[PATCH V6 06/10] fork: add helpers to clone a process for kernel use
From: Mike Christie
Date: Mon Nov 29 2021 - 14:50:12 EST
The vhost layer is creating kthreads to execute IO and management
operations. These threads need to share a mm with a userspace thread,
inherit cgroups, and we would like to have the thread accounted for
under the userspace thread's rlimit nproc value so a user can't overwhelm
the system with threads when creating VMs.
We have helpers for cgroups and mm but not for the rlimit nproc and in
the future we will probably want helpers for things like namespaces. For
those two items and to allow future sharing/inheritance, this patch adds
two helpers, user_worker_create and user_worker_start that allow callers
to create threads that copy or inherit the caller's attributes like mm,
cgroups, namespaces, etc, and are accounted for under the callers rlimits
nproc value similar to if the caller did a clone() in userspace. However,
instead of returning to userspace the thread is usable in the kernel for
modules like vhost or layers like io_uring.
[added flag validation code from Christian Brauner's SIG_IGN patch]
Signed-off-by: Mike Christie <michael.christie@xxxxxxxxxx>
Acked-by: Christian Brauner <christian.brauner@xxxxxxxxxx>
Reviewed-by: Christoph Hellwig <hch@xxxxxx>
---
include/linux/sched/task.h | 5 +++
kernel/fork.c | 72 ++++++++++++++++++++++++++++++++++++++
2 files changed, 77 insertions(+)
diff --git a/include/linux/sched/task.h b/include/linux/sched/task.h
index f8a658700075..ecb21c0d95ce 100644
--- a/include/linux/sched/task.h
+++ b/include/linux/sched/task.h
@@ -95,6 +95,11 @@ struct mm_struct *copy_init_mm(void);
extern pid_t kernel_thread(int (*fn)(void *), void *arg, unsigned long flags);
extern long kernel_wait4(pid_t, int __user *, int, struct rusage *);
int kernel_wait(pid_t pid, int *stat);
+struct task_struct *user_worker_create(int (*fn)(void *), void *arg, int node,
+ unsigned long clone_flags,
+ u32 worker_flags);
+__printf(2, 3)
+void user_worker_start(struct task_struct *tsk, const char namefmt[], ...);
extern void free_task(struct task_struct *tsk);
diff --git a/kernel/fork.c b/kernel/fork.c
index c9152596a285..e72239ae1e08 100644
--- a/kernel/fork.c
+++ b/kernel/fork.c
@@ -2543,6 +2543,78 @@ struct task_struct *create_io_thread(int (*fn)(void *), void *arg, int node)

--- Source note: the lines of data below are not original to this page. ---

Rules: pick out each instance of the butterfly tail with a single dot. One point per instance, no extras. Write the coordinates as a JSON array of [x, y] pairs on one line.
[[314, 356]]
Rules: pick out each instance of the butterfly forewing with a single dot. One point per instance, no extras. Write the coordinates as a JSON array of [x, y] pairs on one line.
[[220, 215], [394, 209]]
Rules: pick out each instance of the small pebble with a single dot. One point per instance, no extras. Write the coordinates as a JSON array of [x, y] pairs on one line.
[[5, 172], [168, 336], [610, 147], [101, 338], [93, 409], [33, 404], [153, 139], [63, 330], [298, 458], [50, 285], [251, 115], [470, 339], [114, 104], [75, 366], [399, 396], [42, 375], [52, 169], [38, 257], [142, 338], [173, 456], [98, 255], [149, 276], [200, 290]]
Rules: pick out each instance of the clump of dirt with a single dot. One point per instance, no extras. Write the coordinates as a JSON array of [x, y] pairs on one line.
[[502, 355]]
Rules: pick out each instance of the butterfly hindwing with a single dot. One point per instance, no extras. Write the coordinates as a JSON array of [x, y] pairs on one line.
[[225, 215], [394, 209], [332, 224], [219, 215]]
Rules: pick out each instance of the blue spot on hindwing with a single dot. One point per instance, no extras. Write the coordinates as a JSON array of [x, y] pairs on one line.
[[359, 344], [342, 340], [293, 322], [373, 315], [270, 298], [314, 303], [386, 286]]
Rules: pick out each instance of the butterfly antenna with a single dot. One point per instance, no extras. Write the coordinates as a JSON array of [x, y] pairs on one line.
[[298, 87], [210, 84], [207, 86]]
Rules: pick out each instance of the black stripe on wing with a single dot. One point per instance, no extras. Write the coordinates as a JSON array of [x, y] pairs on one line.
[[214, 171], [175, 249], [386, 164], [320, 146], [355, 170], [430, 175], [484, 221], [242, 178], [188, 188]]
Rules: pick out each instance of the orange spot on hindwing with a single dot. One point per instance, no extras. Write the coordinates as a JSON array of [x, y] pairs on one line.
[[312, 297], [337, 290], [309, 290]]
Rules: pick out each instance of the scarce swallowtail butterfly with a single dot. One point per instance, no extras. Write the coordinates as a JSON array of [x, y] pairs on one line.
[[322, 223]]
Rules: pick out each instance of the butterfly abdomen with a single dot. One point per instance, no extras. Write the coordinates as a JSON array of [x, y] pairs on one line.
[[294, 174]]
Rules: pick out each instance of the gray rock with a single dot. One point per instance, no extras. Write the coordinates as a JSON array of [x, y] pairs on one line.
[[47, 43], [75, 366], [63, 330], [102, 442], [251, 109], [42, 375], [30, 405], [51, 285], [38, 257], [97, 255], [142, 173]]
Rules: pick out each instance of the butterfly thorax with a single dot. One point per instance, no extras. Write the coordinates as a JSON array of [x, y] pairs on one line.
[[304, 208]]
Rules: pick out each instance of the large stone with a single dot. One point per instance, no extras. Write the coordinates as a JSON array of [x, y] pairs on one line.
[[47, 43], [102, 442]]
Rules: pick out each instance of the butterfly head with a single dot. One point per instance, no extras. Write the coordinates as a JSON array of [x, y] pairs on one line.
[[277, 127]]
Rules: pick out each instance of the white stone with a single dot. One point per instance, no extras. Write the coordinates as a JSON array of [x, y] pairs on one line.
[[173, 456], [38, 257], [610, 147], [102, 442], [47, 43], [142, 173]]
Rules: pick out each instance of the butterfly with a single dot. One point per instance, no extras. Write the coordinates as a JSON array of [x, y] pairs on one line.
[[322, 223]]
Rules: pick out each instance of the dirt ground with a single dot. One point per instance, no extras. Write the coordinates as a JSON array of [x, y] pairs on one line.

return copy_process(NULL, 0, node, &args);
}
+static bool user_worker_flags_valid(struct kernel_clone_args *kargs)
+{
+ /* Verify that no unknown flags are passed along. */
+ if (kargs->worker_flags & ~(USER_WORKER_IO | USER_WORKER |
+ USER_WORKER_NO_FILES | USER_WORKER_SIG_IGN))
+ return false;
+
+ /*
+ * If we're ignoring all signals don't allow sharing struct sighand and
+ * don't bother clearing signal handlers.
+ */
+ if ((kargs->flags & (CLONE_SIGHAND | CLONE_CLEAR_SIGHAND)) &&
+ (kargs->worker_flags & USER_WORKER_SIG_IGN))
+ return false;
+
+ return true;
+}
+
+/**
+ * user_worker_create - create a copy of a process to be used by the kernel
+ * @fn: thread stack
+ * @arg: data to be passed to fn
+ * @node: numa node to allocate task from
+ * @clone_flags: CLONE flags
+ * @worker_flags: USER_WORKER flags
+ *
+ * This returns a created task, or an error pointer. The returned task is
+ * inactive, and the caller must fire it up through user_worker_start(). If
+ * this is an PF_IO_WORKER all singals but KILL and STOP are blocked.
+ */
+struct task_struct *user_worker_create(int (*fn)(void *), void *arg, int node,
+ unsigned long clone_flags,
+ u32 worker_flags)
+{
+ struct kernel_clone_args args = {
+ .flags = ((lower_32_bits(clone_flags) | CLONE_VM |
+ CLONE_UNTRACED) & ~CSIGNAL),
+ .exit_signal = (lower_32_bits(clone_flags) & CSIGNAL),
+ .stack = (unsigned long)fn,
+ .stack_size = (unsigned long)arg,
+ .worker_flags = USER_WORKER | worker_flags,
+ };
+
+ if (!user_worker_flags_valid(&args))
+ return ERR_PTR(-EINVAL);
+
+ return copy_process(NULL, 0, node, &args);
+}
+EXPORT_SYMBOL_GPL(user_worker_create);
+
+/**
+ * user_worker_start - Start a task created with user_worker_create
+ * @tsk: task to wake up
+ * @namefmt: printf-style format string for the thread name
+ * @arg: arguments for @namefmt
+ */
+void user_worker_start(struct task_struct *tsk, const char namefmt[], ...)
+{
+ char name[TASK_COMM_LEN];
+ va_list args;
+
+ WARN_ON(!(tsk->flags & PF_USER_WORKER));
+
+ va_start(args, namefmt);
+ vsnprintf(name, sizeof(name), namefmt, args);
+ set_task_comm(tsk, name);
+ va_end(args);
+
+ wake_up_new_task(tsk);
+}
+EXPORT_SYMBOL_GPL(user_worker_start);
+
/*
* Ok, this is the main fork-routine.
*
--
2.25.1